Edesur y una caducidad cantada

Por: Florencia Casamiquela



La distribución de energía eléctrica es un servicio público esencial, conforme lo establece la ley 25.877. No obstante, en la zona concesionada a EDESUR S.A. los cortes de suministro son constantes, reiterados y sistemáticos. A lo largo de los años se sucedieron incontables medidas cautelares, instancias de mediación en distintas jurisdicciones, pedidos de informes, apercibimientos del órgano de control y quejas de usuarios que, en los últimos cuatro meses, han crecido un 70%.

Los cortes se producen por una razón sencilla: el sistema de distribución eléctrica requiere inversiones que no se realizan. El material existente se vuelve obsoleto, la demanda crece más rápido que la extensión de nuevas líneas y ni siquiera se reemplazan los postes de luz que se pudren por el paso del tiempo.

Los inconvenientes generados son múltiples: hay barrios enteros arrojados a la oscuridad absoluta a las 18,30 hs., comerciantes que pierden su mercadería, personas electrodependientes que ponen en riesgo su salud, familias sin agua porque la bomba deja de funcionar… Estamos hablando de un servicio público esencial cuya importancia nadie cuestiona.

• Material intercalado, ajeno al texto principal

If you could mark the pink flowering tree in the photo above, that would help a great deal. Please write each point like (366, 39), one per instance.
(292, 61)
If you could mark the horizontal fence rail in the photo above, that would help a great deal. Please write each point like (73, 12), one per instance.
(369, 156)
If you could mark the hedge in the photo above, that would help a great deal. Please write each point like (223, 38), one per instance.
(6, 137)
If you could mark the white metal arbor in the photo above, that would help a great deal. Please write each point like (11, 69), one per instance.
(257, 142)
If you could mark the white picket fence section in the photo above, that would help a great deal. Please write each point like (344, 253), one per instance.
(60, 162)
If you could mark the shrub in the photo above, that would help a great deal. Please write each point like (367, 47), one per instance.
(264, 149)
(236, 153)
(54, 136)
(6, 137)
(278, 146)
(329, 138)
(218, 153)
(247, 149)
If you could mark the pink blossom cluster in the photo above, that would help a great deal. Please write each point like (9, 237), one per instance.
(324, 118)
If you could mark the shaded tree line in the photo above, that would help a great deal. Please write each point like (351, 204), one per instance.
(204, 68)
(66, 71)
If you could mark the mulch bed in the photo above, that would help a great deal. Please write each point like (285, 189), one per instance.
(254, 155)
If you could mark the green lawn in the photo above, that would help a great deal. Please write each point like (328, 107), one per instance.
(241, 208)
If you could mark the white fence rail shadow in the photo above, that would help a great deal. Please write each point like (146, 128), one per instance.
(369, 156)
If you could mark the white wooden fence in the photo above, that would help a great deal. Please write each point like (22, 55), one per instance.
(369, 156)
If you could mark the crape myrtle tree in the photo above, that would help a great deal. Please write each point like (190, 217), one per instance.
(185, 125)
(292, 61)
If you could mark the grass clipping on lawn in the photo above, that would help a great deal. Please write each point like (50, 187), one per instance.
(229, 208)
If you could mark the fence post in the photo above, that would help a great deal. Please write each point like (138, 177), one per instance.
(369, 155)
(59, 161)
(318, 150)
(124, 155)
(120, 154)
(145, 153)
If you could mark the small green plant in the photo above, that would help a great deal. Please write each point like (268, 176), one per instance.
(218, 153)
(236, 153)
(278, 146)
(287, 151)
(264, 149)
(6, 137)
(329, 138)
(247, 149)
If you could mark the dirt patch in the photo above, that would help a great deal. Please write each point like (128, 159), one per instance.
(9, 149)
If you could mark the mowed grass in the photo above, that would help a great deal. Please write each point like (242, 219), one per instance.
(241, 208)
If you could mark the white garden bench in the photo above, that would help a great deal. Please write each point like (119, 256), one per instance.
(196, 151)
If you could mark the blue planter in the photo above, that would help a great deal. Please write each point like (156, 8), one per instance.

¿Qué hacer? EDESUR no quiere o no puede prestar satisfactoriamente el servicio. No es una opinión, es un dato irrefutable de la realidad. Sucesivamente se ha comprometido a realizar obras e inversiones que finalmente no se producen. Si las inversiones no se hacen, los cortes no sólo se reiterarán sino que serán más frecuentes y abarcarán cada vez zonas más extensas.

La solución hay que buscarla dentro del marco que nos provee la legalidad. Y en este caso es el contrato de concesión la fuente primigenia a la que debemos acudir para hallar la solución jurídica a este entuerto. El contrato es ley para las partes, es un acuerdo libremente suscripto por quienes deciden construir las reglas que habrán de regir la relación jurídica en cuestión. Y el contrato de concesión, junto con la ley 24.065 relativa al régimen de la energía eléctrica, prevé un instituto que existe en el derecho civil y en el derecho administrativo desde siempre: la rescisión. Se trata de un mecanismo de extinción de los contratos antes del cumplimiento del plazo de finalización. En este caso la rescisión unilateral es el mecanismo que corresponde instrumentar para que un nuevo operador pueda prestar el servicio de conformidad con los parámetros de calidad propios de un servicio público esencial.

La seguridad jurídica es un concepto muchas veces invocado y pocas veces cumplido. Seguridad jurídica es cumplir la ley, y es también cumplir las obligaciones asumidas en la firma de un contrato. Si no se cumple con la ley ni con la letra de los contratos, corresponde aplicar la sanción prevista para cada caso. A EDESUR le corresponde la caducidad de la concesión.

No podemos pasarnos la vida hablando siempre de lo mismo. Un Estado moderno, inteligente y eficiente supone tomar las medidas que la ciudadanía demanda para la resolución de sus problemas.